C'est un combat perdu d'avance. Atteinte d'un glaucome à un oeil, et d'une

dégénérescence à l'autre oeil, je suis en train de perdre peu à peu la vue.

Depuis 2010, celle-ci ne cesse de baisser, à tel point que je ne peux plus lire

et que je dois me déplacer avec une canne; le processus est malheureusement

inéluctable

La canne avec laquelle je me déplace est pour le moment jaune, et non blanche. Car je suis malvoyante, et non non-voyante. J'ai encore quelques repères, même si l'un de mes deux yeux ne fonctionne plus du tout, et que l'autre dysfonctionne sérieusement. En un mot, mon champ de vision est une sorte de gruyère…

 Une rééducation visuelle par le sport

 Comme vous pouvez l'imaginer, ce type de complications a forcément bouleversé mon quotidien. Il a fallu réapprendre à exécuter les gestes de tous les jours, même les plus simples. Pour ce faire, il y a trois ans, j'ai d'ailleurs suivi un stage de rééducation visuelle de 4 mois.

 En quoi ce stage consiste-t-il ? En une multitude d'activités et de petits exercices d'orthoptie (lecture rapide, reconnaissance visuelle…). L'objectif ? Nous permettre d'optimiser le peu de potentiel visuel qu'il nous reste, nous apprendre à se déplacer, à bouger, afin que la perte progressive de la vue ne nous contraigne pas à l'inactivité.

 Mais pendant ce stage, je ne me suis pas contentée d'apprendre à me déplacer avec une canne. Je me suis aussi mise au sport, encouragée par l'encadrement médical. C'est là que j'ai découvert l'escrime, un sport que je n'avais jamais pratiqué avant. Et que je n'ai plus lâché depuis.

 Médecin pendant des années, honnêtement, je n'ai jamais vraiment pratiqué de sport, par manque de temps essentiellement. La retraite, puis la maladie, ont donc paradoxalement changé la donne…

 Bandeau noir sur les yeux, arme à la main

 Pratiquer l'escrime alors que je vois de plus en plus mal, vous devez sans doute penser que j'aurais pu trouver mieux, comme sport. Au contraire ! Je combats face à des non-voyants, comme moi, et des aveugles, et cette pratique sportive m‘aide à m'adapter à ce handicap que je découvre.

 Pour être sur un pied d'égalité avec mes adversaires mal-voyants, je joue avec un bandeau noir sur les yeux. Je ne vois donc strictement rien. Chaque assaut commence par une prise fer, un contact de lame entre les épées des deux escrimeurs pour donner un premier repère spatial. Après, on se débrouille tout seul.

 Par souci de simplification, on ne pratique qu'une seule arme, l'épée, puisqu'elle permet de toucher toutes les zones du corps, là où en fleuret et en sabre, seules certaines zones du corps doivent être visées. Ce serait vraiment trop compliqué.

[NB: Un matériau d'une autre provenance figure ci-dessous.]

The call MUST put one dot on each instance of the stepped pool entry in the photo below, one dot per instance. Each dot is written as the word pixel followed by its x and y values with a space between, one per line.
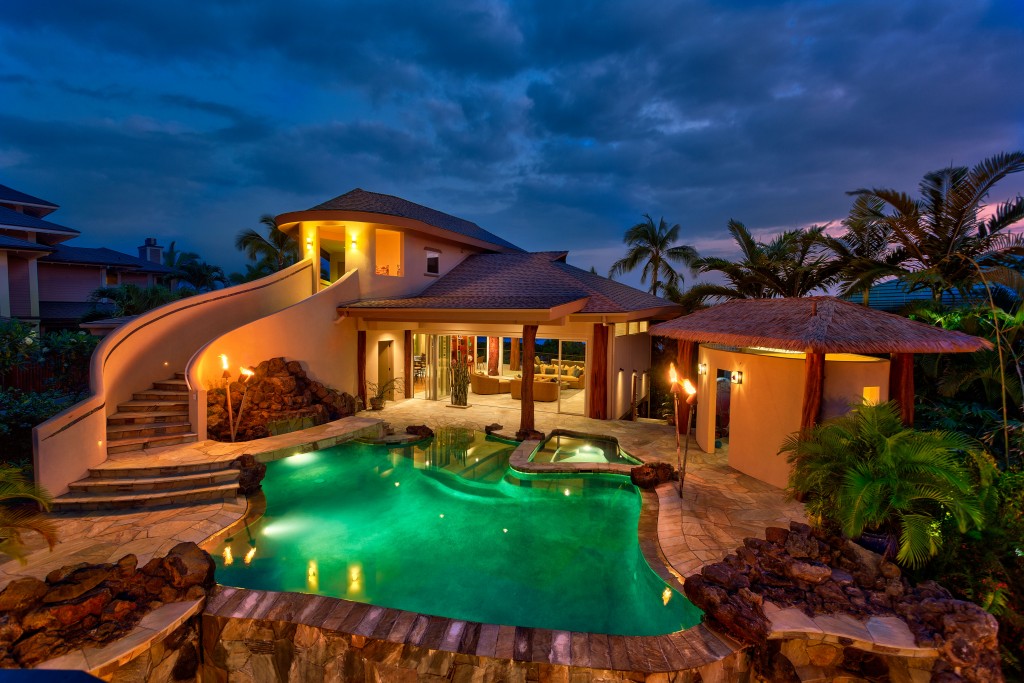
pixel 445 527
pixel 569 446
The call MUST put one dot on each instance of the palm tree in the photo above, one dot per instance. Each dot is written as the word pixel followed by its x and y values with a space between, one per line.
pixel 946 239
pixel 865 251
pixel 866 472
pixel 279 249
pixel 652 246
pixel 203 276
pixel 22 510
pixel 793 264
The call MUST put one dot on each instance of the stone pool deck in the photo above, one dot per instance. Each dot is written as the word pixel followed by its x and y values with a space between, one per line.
pixel 718 509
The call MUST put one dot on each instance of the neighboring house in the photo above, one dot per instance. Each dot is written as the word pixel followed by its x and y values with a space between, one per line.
pixel 47 282
pixel 387 289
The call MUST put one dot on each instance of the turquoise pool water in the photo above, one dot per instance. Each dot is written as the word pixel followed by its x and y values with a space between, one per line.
pixel 444 527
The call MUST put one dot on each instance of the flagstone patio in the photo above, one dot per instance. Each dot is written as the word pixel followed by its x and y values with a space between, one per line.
pixel 720 506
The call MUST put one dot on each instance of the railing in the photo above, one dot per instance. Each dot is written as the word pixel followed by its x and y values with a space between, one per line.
pixel 150 348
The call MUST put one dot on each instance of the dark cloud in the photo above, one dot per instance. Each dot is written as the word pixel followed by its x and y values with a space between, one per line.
pixel 554 124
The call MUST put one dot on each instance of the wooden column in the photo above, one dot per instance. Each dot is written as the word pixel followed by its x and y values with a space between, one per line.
pixel 901 384
pixel 528 344
pixel 814 383
pixel 360 366
pixel 598 379
pixel 686 352
pixel 410 382
pixel 494 355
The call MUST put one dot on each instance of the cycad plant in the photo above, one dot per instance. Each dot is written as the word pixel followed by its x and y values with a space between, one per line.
pixel 865 471
pixel 23 508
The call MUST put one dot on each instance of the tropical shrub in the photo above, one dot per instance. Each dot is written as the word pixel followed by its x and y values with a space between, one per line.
pixel 22 510
pixel 20 411
pixel 865 471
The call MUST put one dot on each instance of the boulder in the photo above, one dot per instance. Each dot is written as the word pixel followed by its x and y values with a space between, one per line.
pixel 22 594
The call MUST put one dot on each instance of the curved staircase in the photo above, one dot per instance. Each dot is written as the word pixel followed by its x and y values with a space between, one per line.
pixel 135 474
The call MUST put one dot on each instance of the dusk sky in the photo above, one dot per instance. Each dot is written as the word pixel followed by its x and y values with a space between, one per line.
pixel 552 124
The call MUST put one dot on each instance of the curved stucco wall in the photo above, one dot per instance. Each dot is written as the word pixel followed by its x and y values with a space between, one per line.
pixel 150 348
pixel 308 331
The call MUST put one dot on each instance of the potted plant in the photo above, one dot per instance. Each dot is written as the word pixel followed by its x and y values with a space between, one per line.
pixel 378 392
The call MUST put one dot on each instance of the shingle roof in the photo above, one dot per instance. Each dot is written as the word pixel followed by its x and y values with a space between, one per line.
pixel 8 243
pixel 822 325
pixel 71 310
pixel 360 200
pixel 11 196
pixel 101 256
pixel 540 280
pixel 9 217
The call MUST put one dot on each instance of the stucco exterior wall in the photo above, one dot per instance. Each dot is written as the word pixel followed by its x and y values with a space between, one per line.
pixel 765 408
pixel 150 348
pixel 68 283
pixel 307 331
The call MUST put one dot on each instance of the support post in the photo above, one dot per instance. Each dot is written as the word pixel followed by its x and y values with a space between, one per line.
pixel 526 423
pixel 409 365
pixel 360 366
pixel 901 385
pixel 598 380
pixel 814 380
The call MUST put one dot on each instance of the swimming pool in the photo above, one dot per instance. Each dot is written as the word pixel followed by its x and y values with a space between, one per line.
pixel 563 445
pixel 444 527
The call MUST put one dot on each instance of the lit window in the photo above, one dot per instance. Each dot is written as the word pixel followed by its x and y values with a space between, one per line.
pixel 388 253
pixel 433 261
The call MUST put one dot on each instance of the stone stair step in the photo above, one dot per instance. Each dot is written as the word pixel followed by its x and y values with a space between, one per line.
pixel 145 406
pixel 150 483
pixel 145 442
pixel 114 470
pixel 121 501
pixel 141 417
pixel 161 394
pixel 118 432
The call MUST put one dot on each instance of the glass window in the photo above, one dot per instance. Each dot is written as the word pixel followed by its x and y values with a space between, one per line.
pixel 433 261
pixel 388 253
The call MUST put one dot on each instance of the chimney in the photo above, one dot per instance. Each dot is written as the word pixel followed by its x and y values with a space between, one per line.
pixel 152 252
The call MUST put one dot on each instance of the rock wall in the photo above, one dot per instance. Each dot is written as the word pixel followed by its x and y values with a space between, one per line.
pixel 90 604
pixel 804 568
pixel 280 391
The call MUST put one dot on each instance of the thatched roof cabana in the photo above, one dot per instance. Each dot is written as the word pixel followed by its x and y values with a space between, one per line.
pixel 815 325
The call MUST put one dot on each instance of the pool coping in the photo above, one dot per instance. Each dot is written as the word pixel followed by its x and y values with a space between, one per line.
pixel 686 649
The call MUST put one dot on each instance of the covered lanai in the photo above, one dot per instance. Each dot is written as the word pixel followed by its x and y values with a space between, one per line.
pixel 783 365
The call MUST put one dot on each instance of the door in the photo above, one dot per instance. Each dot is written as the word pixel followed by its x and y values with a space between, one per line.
pixel 385 366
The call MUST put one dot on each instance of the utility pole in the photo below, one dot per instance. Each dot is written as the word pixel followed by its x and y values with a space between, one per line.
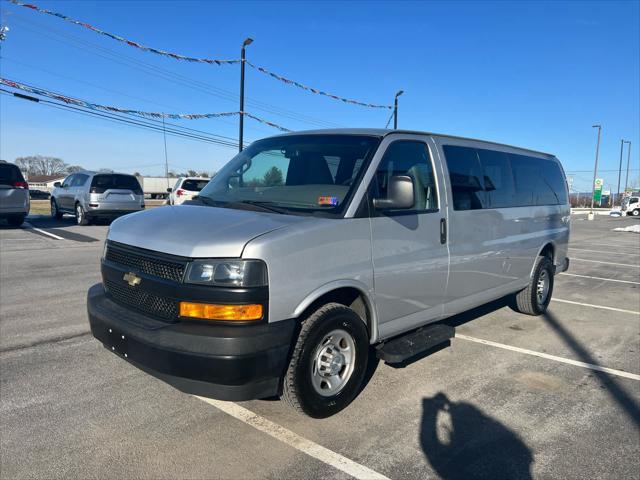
pixel 619 171
pixel 626 180
pixel 247 41
pixel 595 172
pixel 395 109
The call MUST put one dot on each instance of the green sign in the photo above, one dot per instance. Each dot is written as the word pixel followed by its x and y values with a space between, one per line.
pixel 597 194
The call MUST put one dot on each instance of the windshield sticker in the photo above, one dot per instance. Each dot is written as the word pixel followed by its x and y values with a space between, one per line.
pixel 328 201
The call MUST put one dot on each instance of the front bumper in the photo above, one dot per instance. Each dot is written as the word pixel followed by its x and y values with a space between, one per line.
pixel 227 362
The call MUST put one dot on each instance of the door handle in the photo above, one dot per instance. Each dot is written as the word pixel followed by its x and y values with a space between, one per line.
pixel 443 231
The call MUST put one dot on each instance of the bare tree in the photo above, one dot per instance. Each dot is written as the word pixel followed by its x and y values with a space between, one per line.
pixel 74 169
pixel 41 165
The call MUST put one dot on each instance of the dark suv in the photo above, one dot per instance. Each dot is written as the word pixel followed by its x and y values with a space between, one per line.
pixel 14 194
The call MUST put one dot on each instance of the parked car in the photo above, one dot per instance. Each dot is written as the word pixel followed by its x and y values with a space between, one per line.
pixel 39 195
pixel 307 249
pixel 89 195
pixel 14 194
pixel 631 206
pixel 185 189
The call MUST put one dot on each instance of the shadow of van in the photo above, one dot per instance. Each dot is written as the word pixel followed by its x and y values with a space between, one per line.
pixel 462 442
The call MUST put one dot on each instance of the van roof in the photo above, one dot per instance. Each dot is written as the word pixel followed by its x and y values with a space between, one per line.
pixel 382 132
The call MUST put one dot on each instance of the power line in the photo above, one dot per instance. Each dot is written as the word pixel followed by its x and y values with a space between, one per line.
pixel 173 77
pixel 138 123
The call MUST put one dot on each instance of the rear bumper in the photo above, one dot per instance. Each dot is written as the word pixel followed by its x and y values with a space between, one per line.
pixel 226 362
pixel 104 212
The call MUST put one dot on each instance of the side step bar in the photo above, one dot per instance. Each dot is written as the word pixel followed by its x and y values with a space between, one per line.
pixel 400 349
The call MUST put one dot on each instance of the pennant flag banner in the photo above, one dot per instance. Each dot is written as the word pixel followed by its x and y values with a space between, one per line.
pixel 107 108
pixel 175 56
pixel 315 90
pixel 124 40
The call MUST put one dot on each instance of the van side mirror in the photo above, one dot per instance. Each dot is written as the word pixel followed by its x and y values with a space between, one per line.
pixel 400 194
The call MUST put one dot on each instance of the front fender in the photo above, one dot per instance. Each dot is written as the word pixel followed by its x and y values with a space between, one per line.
pixel 365 291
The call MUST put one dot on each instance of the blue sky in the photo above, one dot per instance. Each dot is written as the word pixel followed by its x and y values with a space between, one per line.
pixel 533 74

 Alors oui, il peut arriver, surtout les premières fois, qu'on se croise sans s'en rendre compte sur la piste, et que l'on se retrouve dos-à-dos. Mais la majorité des combats sont âprement disputés et constituent pour moi au final un extraordinaire moyen d'apprendre à vivre avec ce handicap.

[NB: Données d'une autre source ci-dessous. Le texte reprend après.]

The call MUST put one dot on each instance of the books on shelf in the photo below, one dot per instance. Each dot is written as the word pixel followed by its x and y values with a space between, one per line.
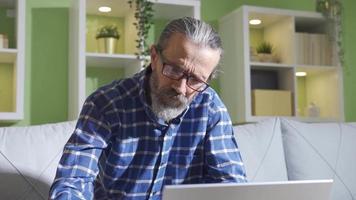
pixel 314 49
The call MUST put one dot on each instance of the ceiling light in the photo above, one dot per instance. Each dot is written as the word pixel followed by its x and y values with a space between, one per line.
pixel 105 9
pixel 255 21
pixel 300 73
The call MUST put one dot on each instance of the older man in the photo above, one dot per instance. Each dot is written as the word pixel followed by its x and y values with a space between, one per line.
pixel 163 126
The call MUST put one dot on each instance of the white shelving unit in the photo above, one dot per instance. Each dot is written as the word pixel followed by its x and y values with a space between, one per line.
pixel 300 44
pixel 81 59
pixel 14 56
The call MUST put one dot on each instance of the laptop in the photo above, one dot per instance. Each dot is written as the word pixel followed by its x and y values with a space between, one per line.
pixel 286 190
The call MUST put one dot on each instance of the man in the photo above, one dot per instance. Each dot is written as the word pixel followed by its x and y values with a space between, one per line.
pixel 163 126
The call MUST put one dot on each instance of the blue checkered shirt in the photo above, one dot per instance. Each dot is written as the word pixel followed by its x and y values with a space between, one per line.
pixel 121 150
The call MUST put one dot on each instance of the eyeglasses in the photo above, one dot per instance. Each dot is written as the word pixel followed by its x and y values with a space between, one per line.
pixel 177 73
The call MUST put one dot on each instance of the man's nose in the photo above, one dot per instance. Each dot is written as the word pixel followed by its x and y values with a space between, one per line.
pixel 181 85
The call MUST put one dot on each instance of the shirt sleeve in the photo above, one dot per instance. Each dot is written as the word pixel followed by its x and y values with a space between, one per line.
pixel 78 166
pixel 223 161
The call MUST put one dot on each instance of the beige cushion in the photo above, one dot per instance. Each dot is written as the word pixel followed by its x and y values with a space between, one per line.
pixel 322 151
pixel 29 157
pixel 262 150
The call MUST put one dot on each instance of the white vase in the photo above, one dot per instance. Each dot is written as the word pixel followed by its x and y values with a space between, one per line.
pixel 107 45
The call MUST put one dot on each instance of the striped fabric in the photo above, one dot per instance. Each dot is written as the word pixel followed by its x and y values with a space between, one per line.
pixel 120 150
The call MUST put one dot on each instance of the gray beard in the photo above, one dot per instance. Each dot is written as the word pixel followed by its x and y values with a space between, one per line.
pixel 166 103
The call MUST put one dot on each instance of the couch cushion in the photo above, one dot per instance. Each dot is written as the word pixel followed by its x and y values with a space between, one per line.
pixel 262 150
pixel 29 157
pixel 322 151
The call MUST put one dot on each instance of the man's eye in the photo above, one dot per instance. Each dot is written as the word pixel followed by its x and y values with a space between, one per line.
pixel 194 80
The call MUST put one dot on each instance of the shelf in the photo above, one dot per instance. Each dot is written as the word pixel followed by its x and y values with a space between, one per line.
pixel 297 37
pixel 89 69
pixel 8 55
pixel 110 60
pixel 267 64
pixel 10 116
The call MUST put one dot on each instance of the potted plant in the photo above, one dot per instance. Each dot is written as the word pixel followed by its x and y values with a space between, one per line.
pixel 264 52
pixel 332 10
pixel 144 19
pixel 107 37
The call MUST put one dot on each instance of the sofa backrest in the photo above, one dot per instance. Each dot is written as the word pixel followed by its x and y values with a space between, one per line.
pixel 29 157
pixel 322 151
pixel 261 149
pixel 284 149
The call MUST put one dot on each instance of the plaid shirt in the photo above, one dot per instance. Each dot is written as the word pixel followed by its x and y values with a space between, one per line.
pixel 121 150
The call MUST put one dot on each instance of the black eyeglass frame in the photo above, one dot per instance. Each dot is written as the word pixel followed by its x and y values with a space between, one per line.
pixel 186 75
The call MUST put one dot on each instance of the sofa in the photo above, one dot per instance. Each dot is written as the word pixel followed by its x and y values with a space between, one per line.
pixel 276 149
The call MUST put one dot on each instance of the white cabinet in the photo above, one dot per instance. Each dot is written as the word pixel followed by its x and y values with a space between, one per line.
pixel 12 70
pixel 84 58
pixel 300 44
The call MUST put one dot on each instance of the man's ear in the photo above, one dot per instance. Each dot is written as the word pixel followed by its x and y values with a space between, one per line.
pixel 154 57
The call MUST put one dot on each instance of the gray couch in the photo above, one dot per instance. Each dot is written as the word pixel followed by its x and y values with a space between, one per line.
pixel 273 150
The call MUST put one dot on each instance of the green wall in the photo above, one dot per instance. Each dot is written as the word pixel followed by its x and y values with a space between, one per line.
pixel 49 65
pixel 47 53
pixel 7 27
pixel 6 87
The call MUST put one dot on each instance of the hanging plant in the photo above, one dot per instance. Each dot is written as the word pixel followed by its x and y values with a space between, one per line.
pixel 144 20
pixel 332 10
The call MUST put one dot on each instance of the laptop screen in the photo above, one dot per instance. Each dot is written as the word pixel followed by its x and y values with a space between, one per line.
pixel 286 190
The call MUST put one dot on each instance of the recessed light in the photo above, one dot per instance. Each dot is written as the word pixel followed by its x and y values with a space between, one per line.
pixel 104 9
pixel 255 21
pixel 300 73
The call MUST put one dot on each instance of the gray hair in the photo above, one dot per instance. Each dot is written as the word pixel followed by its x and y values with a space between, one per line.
pixel 195 30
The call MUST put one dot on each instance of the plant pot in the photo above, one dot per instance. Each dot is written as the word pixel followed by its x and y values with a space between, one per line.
pixel 107 45
pixel 265 57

 L'escrime me fait un bien fou

 L'escrime est un sport de combat, un sport de corps à corps et de déplacement, un sport de rituels aussi. Pour quelqu'un comme moi qui doit s'adapter en permanence à l'évolution de mon champ de vision, c'est un exercice précieux.

 Sur le tapis, j'apprends à me déplacer droit, j'apprends à gérer la distance avec mon adversaire, j'apprends à coordonner le bas et le haut de mon corps. Dénuée de repères visuels, je me sers beaucoup du bruit que fait mon adversaire quand il se déplace pour me situer. Dans la salle d'armes, je prolonge d'une certaine façon ma rééducation. Et surtout, je me dépense, je bouge, je continue de vivre et d'exister.

 Le plus triste, dans cette histoire, c'est que le plus difficile, ce n'est pas tant de devoir pratiquer l'escrime sans voir. Le plus difficile, c'est de se rendre à la salle d'armes. Peu de maître d'armes étant qualifié pour s'occuper de sportifs non ou malvoyants, je pratique dans un club situé à… 50 km de chez moi. Train, bus… Arriver à l'entrainement est donc déjà une première épreuve en soi.